Location
- Country: Bulgaria

Physical characteristics
- • location: Balkan Mountains
- • coordinates: 44°1′45.12″N 22°32′29.04″E﻿ / ﻿44.0292000°N 22.5414000°E
- • elevation: 297 m (974 ft)
- • location: Danube
- • coordinates: 44°0′24.84″N 22°49′45.12″E﻿ / ﻿44.0069000°N 22.8292000°E
- • elevation: 37 m (121 ft)
- Length: 33 km (21 mi)
- Basin size: 102 km^{2} (39 sq mi)

Basin features
- Progression: Topolovets→ Danube

= Deleynska reka =

The Deleynska reka (Делейнска река) is a river in northwestern Bulgaria, a left tributary of the Topolovets, itself a right tributary of the Danube. Its length is 33 km.

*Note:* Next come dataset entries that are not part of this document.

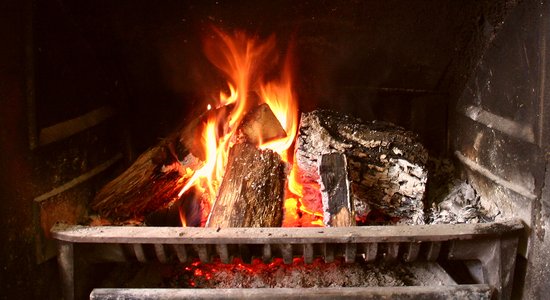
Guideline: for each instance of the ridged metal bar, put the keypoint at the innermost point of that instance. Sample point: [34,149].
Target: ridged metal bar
[138,251]
[433,251]
[161,254]
[328,250]
[286,252]
[392,252]
[371,250]
[222,251]
[350,253]
[266,254]
[202,251]
[181,252]
[412,250]
[308,253]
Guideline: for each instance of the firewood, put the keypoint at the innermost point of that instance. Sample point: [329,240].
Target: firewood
[260,125]
[251,193]
[155,178]
[336,191]
[386,164]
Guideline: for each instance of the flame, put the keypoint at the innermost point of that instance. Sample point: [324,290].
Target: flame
[281,100]
[246,60]
[182,217]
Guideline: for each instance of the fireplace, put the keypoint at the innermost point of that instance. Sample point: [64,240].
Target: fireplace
[91,85]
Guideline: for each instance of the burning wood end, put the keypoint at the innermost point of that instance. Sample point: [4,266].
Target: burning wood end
[245,163]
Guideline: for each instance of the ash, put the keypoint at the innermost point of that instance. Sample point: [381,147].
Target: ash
[296,275]
[454,201]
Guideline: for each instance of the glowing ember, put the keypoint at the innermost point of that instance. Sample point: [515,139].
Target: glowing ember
[246,60]
[276,274]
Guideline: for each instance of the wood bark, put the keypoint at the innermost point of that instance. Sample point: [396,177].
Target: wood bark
[251,193]
[155,178]
[338,207]
[386,164]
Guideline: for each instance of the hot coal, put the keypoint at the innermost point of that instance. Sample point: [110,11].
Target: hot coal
[296,275]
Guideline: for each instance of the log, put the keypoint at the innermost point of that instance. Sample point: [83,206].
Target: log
[251,193]
[260,125]
[338,207]
[387,165]
[155,178]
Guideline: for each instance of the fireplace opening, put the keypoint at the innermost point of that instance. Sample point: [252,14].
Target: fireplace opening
[104,82]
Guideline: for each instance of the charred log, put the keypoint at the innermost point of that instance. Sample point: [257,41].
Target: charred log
[336,191]
[386,164]
[251,193]
[260,125]
[154,180]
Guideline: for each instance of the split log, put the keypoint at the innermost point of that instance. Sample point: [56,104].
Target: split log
[336,191]
[251,193]
[386,164]
[260,125]
[155,178]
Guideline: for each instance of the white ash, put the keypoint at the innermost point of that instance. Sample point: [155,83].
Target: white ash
[461,205]
[386,164]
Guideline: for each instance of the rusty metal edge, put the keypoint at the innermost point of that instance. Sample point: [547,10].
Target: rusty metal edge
[366,234]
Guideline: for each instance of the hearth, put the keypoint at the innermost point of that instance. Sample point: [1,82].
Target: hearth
[93,85]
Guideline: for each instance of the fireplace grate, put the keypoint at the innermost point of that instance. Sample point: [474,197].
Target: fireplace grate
[494,245]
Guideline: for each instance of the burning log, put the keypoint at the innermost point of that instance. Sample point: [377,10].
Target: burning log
[386,165]
[153,181]
[251,193]
[335,191]
[261,125]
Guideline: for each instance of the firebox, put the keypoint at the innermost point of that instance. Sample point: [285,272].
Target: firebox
[89,86]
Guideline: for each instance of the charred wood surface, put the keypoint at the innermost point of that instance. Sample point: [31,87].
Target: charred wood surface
[336,191]
[154,180]
[251,193]
[386,164]
[260,125]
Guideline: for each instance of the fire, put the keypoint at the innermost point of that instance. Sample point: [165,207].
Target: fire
[246,61]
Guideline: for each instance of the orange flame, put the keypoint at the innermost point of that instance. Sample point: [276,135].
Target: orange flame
[245,60]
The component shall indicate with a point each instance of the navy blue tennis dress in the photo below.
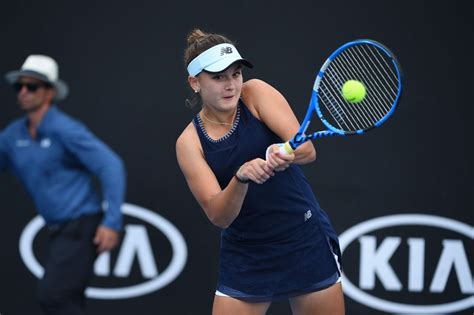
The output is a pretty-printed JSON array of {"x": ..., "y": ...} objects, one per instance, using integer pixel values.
[{"x": 282, "y": 243}]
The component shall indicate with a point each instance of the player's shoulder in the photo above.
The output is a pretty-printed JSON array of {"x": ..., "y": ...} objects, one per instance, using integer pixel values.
[
  {"x": 255, "y": 85},
  {"x": 187, "y": 138}
]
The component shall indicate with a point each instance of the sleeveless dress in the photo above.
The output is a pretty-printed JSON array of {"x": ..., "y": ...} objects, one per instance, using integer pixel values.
[{"x": 282, "y": 243}]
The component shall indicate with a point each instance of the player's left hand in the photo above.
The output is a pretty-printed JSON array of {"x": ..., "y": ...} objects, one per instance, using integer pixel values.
[
  {"x": 105, "y": 238},
  {"x": 277, "y": 160}
]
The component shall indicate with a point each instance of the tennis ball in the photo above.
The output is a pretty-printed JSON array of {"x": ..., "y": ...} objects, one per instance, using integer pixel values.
[{"x": 353, "y": 91}]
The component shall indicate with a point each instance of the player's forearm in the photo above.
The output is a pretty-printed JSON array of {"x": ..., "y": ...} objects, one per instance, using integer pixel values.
[{"x": 224, "y": 207}]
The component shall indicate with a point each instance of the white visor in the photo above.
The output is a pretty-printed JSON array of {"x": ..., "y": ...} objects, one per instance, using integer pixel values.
[{"x": 216, "y": 59}]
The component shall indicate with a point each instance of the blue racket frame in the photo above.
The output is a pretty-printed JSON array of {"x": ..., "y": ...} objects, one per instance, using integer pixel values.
[{"x": 301, "y": 137}]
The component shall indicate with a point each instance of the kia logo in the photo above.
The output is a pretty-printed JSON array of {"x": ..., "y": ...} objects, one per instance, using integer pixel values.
[
  {"x": 375, "y": 262},
  {"x": 136, "y": 245}
]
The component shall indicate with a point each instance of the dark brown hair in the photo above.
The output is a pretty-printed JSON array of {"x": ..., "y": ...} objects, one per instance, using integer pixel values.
[{"x": 198, "y": 42}]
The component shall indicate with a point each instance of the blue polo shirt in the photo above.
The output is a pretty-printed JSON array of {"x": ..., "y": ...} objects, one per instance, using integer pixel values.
[{"x": 57, "y": 169}]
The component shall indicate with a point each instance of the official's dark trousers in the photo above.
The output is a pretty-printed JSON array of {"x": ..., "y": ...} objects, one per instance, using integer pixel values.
[{"x": 69, "y": 266}]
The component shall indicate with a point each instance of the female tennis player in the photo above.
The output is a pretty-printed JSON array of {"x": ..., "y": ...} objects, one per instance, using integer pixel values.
[{"x": 276, "y": 242}]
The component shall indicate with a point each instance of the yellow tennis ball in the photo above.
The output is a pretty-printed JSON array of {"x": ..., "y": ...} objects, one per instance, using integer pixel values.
[{"x": 353, "y": 91}]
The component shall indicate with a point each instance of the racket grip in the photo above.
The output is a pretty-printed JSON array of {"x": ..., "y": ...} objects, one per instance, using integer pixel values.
[{"x": 284, "y": 148}]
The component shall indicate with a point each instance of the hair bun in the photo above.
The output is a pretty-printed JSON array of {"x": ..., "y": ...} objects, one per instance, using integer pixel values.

The river takes its source on the Bulgaria–Serbia border at an altitude of 328 m in the northwesternmost part of the Balkan Mountains, some 1.5 km northwest of the village of Rabrovo. It flows in the western Danubian Plain. The river flows in direction northeast and east, before bending to the southeast at the village of Tiyanovtsi. It then passes through Kalina and Inovo, where it turns southwest. It flows into the Topolovets at an altitude of 37 m about 2.3 km northwest of the city of Vidin.

Its drainage basin covers a territory of 102 km^{2}, or 17.4% of the Topolovets's total.

The Deleynska reka flows entirely in Vidin Province. Its waters are utilized for irrigation.